The wonderful thing about cladding is that it is available in a wide variety of styles.
However, if it’s a sleek and polished look you’re aiming to achieve, choose a beautiful treated softwood tongue and groove or Siberian Larch shadow gap cladding.
For an ultra-modern grey garden design, a warm tongue and groove Western Red Cedar profile is the perfect colour pairing.
Or for the log cabin look, it’s got to be a treated softwood log lap profile.
Don’t forget you can treat, stain and paint your cladding to your heart’s content. This is a great way of achieving a certain look to complement the rest of your garden.
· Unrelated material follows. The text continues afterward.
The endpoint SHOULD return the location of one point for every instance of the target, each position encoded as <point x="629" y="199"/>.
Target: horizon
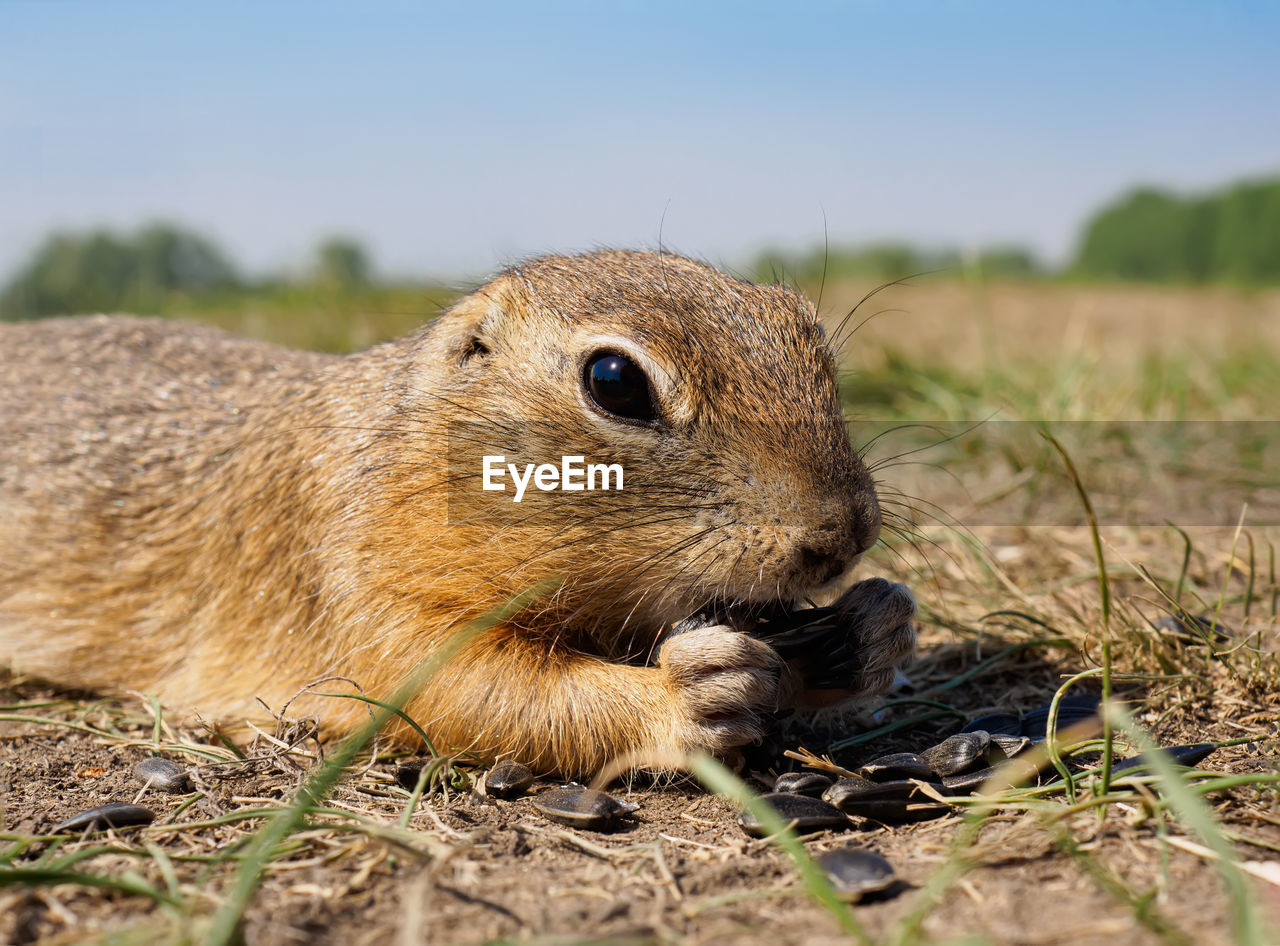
<point x="452" y="141"/>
For example, if you’re looking for a classic look, you might choose to paint the cladding exterior a fresh white or cream colour.
Or for a powerful punch of colour, choose an on-trend sage green, bold and bright blue or even a statement-making black.
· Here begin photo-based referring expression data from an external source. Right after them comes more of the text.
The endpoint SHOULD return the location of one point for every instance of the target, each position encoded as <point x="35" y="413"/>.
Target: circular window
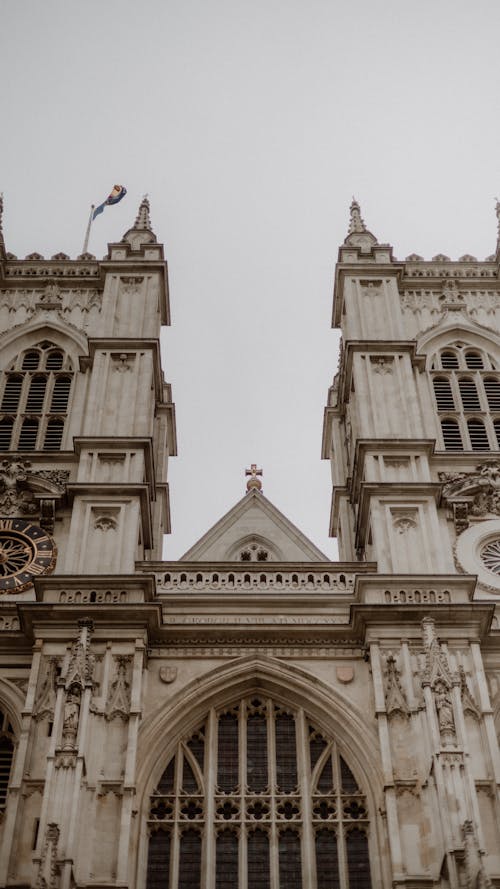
<point x="478" y="552"/>
<point x="490" y="556"/>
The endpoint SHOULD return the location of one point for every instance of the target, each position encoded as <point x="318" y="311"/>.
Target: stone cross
<point x="253" y="482"/>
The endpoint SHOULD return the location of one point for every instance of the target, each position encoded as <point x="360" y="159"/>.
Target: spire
<point x="2" y="242"/>
<point x="142" y="231"/>
<point x="356" y="221"/>
<point x="358" y="234"/>
<point x="143" y="220"/>
<point x="497" y="211"/>
<point x="254" y="483"/>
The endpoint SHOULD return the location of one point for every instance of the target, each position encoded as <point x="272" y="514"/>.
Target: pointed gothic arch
<point x="250" y="679"/>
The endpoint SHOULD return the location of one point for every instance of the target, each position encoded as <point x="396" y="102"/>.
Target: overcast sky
<point x="250" y="126"/>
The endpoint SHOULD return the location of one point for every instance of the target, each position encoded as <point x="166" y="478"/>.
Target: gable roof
<point x="254" y="519"/>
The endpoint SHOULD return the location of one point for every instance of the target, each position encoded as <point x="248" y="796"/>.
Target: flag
<point x="118" y="192"/>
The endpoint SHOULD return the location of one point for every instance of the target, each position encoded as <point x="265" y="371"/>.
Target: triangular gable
<point x="254" y="521"/>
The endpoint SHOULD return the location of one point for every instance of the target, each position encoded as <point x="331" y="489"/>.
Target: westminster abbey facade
<point x="254" y="715"/>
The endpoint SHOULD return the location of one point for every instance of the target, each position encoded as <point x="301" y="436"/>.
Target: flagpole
<point x="87" y="233"/>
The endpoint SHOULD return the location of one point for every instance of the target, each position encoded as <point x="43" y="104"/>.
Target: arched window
<point x="468" y="394"/>
<point x="443" y="394"/>
<point x="28" y="434"/>
<point x="451" y="435"/>
<point x="474" y="360"/>
<point x="478" y="435"/>
<point x="12" y="392"/>
<point x="492" y="389"/>
<point x="465" y="384"/>
<point x="255" y="793"/>
<point x="449" y="360"/>
<point x="6" y="756"/>
<point x="35" y="391"/>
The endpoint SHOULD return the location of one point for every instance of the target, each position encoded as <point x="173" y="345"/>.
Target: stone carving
<point x="476" y="876"/>
<point x="168" y="674"/>
<point x="48" y="872"/>
<point x="18" y="483"/>
<point x="105" y="523"/>
<point x="468" y="703"/>
<point x="450" y="294"/>
<point x="395" y="700"/>
<point x="473" y="495"/>
<point x="438" y="676"/>
<point x="404" y="523"/>
<point x="71" y="719"/>
<point x="46" y="697"/>
<point x="122" y="362"/>
<point x="79" y="675"/>
<point x="118" y="703"/>
<point x="382" y="365"/>
<point x="14" y="496"/>
<point x="9" y="623"/>
<point x="51" y="296"/>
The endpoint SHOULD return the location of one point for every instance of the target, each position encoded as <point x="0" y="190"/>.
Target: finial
<point x="141" y="232"/>
<point x="2" y="243"/>
<point x="356" y="221"/>
<point x="254" y="483"/>
<point x="142" y="220"/>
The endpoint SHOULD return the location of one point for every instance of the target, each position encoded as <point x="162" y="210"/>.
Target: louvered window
<point x="496" y="426"/>
<point x="449" y="361"/>
<point x="443" y="394"/>
<point x="451" y="435"/>
<point x="53" y="435"/>
<point x="6" y="427"/>
<point x="478" y="435"/>
<point x="54" y="360"/>
<point x="468" y="395"/>
<point x="12" y="392"/>
<point x="28" y="435"/>
<point x="6" y="756"/>
<point x="255" y="794"/>
<point x="474" y="360"/>
<point x="30" y="361"/>
<point x="37" y="394"/>
<point x="492" y="389"/>
<point x="60" y="394"/>
<point x="465" y="395"/>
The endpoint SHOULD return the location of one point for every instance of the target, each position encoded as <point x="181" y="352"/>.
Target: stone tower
<point x="252" y="715"/>
<point x="412" y="430"/>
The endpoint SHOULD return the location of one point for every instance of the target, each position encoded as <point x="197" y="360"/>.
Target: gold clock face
<point x="26" y="551"/>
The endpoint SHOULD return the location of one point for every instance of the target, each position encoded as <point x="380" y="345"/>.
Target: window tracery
<point x="467" y="392"/>
<point x="258" y="797"/>
<point x="34" y="398"/>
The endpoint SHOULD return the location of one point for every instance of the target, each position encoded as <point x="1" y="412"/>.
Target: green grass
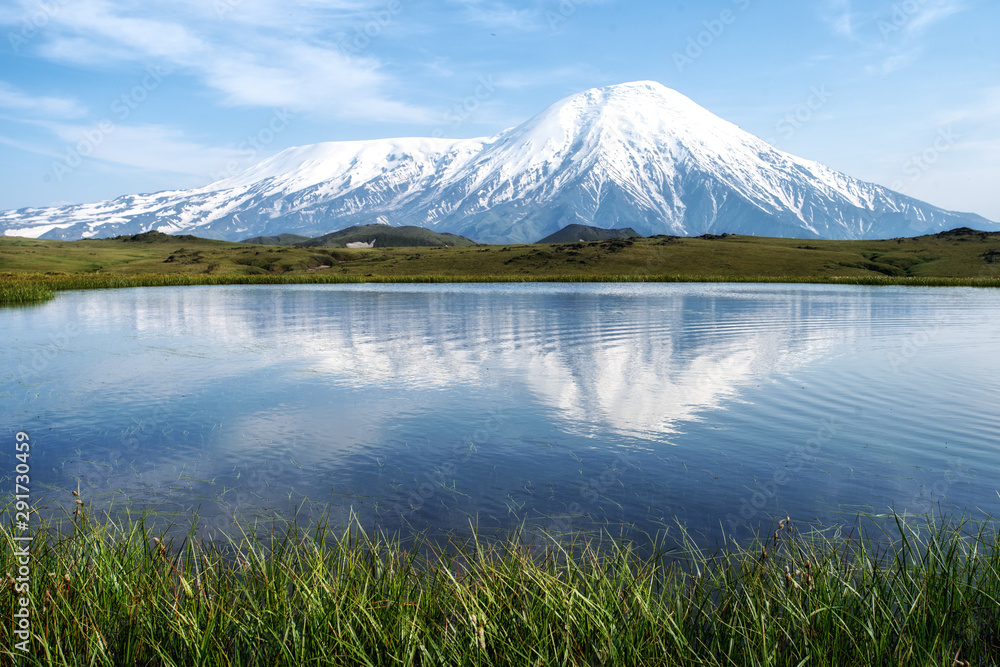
<point x="108" y="592"/>
<point x="33" y="270"/>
The next thing you’ll need to consider is how to insulate the garden room.
If you plan to use your garden room for 12 months of the year, you’ll need to insulate the walls using sheet insulation. This will help keep the room toasty and cosy on colder days.
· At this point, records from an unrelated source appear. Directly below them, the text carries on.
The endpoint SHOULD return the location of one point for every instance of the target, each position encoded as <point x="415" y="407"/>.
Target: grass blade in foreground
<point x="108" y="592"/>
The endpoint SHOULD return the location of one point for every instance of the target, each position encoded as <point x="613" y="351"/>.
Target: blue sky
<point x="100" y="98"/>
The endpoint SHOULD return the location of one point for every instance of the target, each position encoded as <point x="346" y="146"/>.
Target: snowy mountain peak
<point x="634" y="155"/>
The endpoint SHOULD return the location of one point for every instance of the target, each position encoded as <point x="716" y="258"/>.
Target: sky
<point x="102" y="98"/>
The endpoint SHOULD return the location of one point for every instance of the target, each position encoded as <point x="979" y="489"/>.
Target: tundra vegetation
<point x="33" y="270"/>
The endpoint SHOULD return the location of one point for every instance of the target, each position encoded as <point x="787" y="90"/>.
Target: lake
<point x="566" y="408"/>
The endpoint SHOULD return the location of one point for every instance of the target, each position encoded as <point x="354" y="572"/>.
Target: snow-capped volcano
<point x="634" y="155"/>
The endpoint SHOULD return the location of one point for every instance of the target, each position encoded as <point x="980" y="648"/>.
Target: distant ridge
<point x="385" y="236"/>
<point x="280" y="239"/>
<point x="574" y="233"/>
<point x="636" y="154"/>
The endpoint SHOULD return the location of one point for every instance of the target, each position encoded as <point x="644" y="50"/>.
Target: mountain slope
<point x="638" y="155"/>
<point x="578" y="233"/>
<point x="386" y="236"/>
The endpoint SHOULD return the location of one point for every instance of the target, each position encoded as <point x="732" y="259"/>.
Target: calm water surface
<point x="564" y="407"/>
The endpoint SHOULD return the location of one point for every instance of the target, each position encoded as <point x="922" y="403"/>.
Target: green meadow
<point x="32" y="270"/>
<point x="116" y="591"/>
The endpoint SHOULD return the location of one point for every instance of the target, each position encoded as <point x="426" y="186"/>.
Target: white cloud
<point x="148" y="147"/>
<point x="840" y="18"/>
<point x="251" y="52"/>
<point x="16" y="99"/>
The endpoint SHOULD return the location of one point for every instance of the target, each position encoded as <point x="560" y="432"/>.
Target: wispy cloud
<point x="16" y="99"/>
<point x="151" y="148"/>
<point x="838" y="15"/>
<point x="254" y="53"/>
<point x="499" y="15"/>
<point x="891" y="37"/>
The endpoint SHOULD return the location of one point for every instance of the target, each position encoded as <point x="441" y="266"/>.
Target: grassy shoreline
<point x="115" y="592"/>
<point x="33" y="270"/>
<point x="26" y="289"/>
Fit the sheet insulation within the wall voids, as well as the ceiling void.
Choose from a range of thicknesses. Once this is in place, you can box in the walls using hardwood ply.
To finish the look, you could clad the interior walls, or plaster and paint.
When you’ve spent so long making your new garden room look stunning from the outside, you’ll want to achieve an all-around clean and tidy look.
To hide the insulation under the room, incorporate a deck.
You may have to raise the deck slightly and depending on whether your garden room was built on a slope, you may also need to create some decking steps.
First up, you’ll need to choose which type of decking you’ll install.
For something budget-friendly, choose pressure-treated softwood decking.
For tips and advice on how to build a deck, click here.
Depending on how you intend to use the room will depend on the style of flooring you choose.
For easy cleaning opt for a wood-finish laminate or luxury vinyl flooring such as Karndean, which is available in a range of wood and stone finishes.
For all the cosy feels, choose a carpet. Be sure to lay underlay before laying the carpet. This will also help to insulate the room.
Most people choose to add some sort of power supply to their garden room. You’ll need this for lighting, any heaters and plug sockets.
You’ll need to run an armoured cable from your main electricity supply in your home, to your garden room. This would need to be insulated underground, for safety and efficiency purposes, and connected to an electrical fuse box in your garden room.
To avoid any nasty shocks and fire risks, it’s always a good idea to call in a professional to do this. All electrical works completed in your garden room will need to meet Part P Electrical Safety work regulation specifications.
It’s also important to inform your local authority building control if you intend to complete any major electrical installation work. And, if you’re not sure what’s deemed as ‘major’ works, it’s always a good idea to air on the side of caution and contact your local authority for advice.
Before calling in a professional electrician, consider exactly what you’ll need in terms of lighting fixtures and sockets to make your garden room work for you.
Once you have the basic shell and core of your garden room, you can start to personalise and complete the fit-out!
The use of the garden room will depend on what sort of furniture and fittings you’ll need. For example, if you intend to use your garden room as a mini bar, you’ll need to create a bar, complete with a fridge and maybe even some optics or a tap system.
There are lots of different ways you could build your own bar. For some inspiration, check out this blog!
Maybe your garden room will become your office or studio. Consider how you may need storage space for any paperwork, equipment or hardware needed for your job or business.
Or if your garden room is designed to provide the ultimate quiet chill-out spot, find cosy and comfy furnishings, maybe a TV and your favourite accessories and artwork to make the space feel like a home within your home.